<a href="https://github-com.translate.goog/LAION-AI/Open-Assistant/blob/main/backend/README.md?_x_tr_sl=auto&_x_tr_tl=en&_x_tr_hl=en&_x_tr_pto=wapp">![Translate](https://img.shields.io/badge/Translate-blue)</a>

# Open-Assistant REST Backend

## Backend Development Setup

### Local Database

In root directory, run
`docker compose --profile backend-dev up --build --attach-dependencies` to start
a database. The default settings are already configured to connect to the
database at `localhost:5432`. (See
[FAQ](https://projects.laion.ai/Open-Assistant/docs/faq#enable-dockers-buildkit-backend)
if you face any docker problems).

> **Note:** when running on MacOS with an M1 chip you have to use:
> `DB_PLATFORM=linux/x86_64 docker compose ...`

Python 3.10 is required.
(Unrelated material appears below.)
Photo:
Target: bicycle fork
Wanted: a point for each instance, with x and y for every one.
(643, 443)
It is recommended to use `pyenv` which will recognise
the `.python-version` in the project root directory.

### Python Packages

Next, to install all requirements, You can run

1. `pip install -r backend/requirements.txt`
2. `pip install -e ./oasst-shared/.`
3. `pip install -e ./oasst-data/.`
4. `./scripts/backend-development/run-local.sh` to run the backend. This will
   start the backend server at `http://localhost:8080`.
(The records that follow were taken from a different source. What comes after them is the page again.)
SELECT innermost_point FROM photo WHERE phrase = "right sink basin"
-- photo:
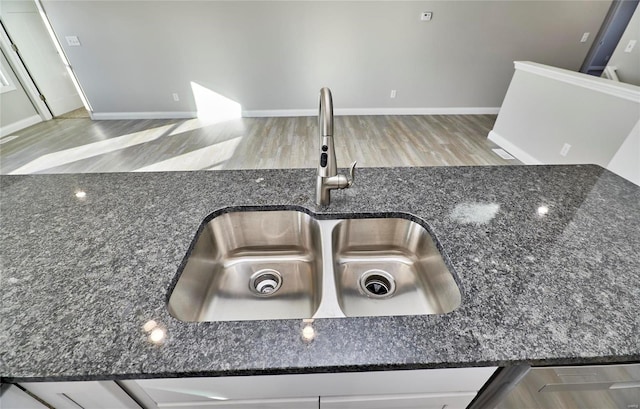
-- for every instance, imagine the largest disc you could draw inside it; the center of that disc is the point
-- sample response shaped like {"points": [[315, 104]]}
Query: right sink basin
{"points": [[390, 266]]}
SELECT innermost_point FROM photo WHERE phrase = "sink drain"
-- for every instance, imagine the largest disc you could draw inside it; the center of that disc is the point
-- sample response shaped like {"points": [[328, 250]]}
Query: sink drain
{"points": [[377, 284], [265, 282]]}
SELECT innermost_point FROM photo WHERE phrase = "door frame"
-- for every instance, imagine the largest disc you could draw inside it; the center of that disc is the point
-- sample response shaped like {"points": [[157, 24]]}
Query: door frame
{"points": [[21, 72]]}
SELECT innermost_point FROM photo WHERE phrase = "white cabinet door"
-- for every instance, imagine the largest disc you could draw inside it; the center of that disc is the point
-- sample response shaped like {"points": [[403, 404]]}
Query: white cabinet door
{"points": [[82, 395], [413, 401], [12, 397], [453, 386]]}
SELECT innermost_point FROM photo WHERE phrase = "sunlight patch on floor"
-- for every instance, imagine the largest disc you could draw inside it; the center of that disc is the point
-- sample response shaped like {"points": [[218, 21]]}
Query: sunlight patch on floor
{"points": [[209, 157], [70, 155]]}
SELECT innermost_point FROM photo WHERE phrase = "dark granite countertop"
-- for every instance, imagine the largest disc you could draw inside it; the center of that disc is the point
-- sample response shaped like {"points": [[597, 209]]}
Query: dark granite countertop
{"points": [[81, 276]]}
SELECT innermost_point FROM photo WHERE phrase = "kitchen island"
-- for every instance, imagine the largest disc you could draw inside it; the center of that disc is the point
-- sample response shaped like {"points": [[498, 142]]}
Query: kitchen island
{"points": [[547, 259]]}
## REST Server Configuration

- Generate a new environment variable file `.env` by coping the content of the
  [.env.example](.env.example) file.

- Update the values of the environment variables in the `.env` file by setting
  the DATABASE_URI to you local database URI.

- Update the rest of the environment variables according to your needs.

## Running the REST Server locally for development

Have a look into the main `README.md` file for more information on how to set up
the backend for development. Use the scripts within the
scripts/backend-development folder to run the BE API locally.

## Alembic

To create an Alembic database migration script after sql-models were modified
run `alembic revision --autogenerate -m "..."` ("..." is what you did) in the
`/backend` directory. Then edit the newly created file. See
[here](https://alembic.sqlalchemy.org/en/latest/tutorial.html) for more
information.

## API Documentation

Once you have successfully started the backend server, you can access the
default api docs at `localhost:8080/docs`. If you need to update the exported
openapi.json in the docs/ folder you can run below command to `wget` them from
the relevant local fastapi endpoint. This will enable anyone to just see API
docs via something like
[Swagger.io](https://editor.swagger.io/?url=https://raw.githubusercontent.com/LAION-AI/Open-Assistant/main/docs/docs/api/openapi.json)
without having to actually set up and run a development backend.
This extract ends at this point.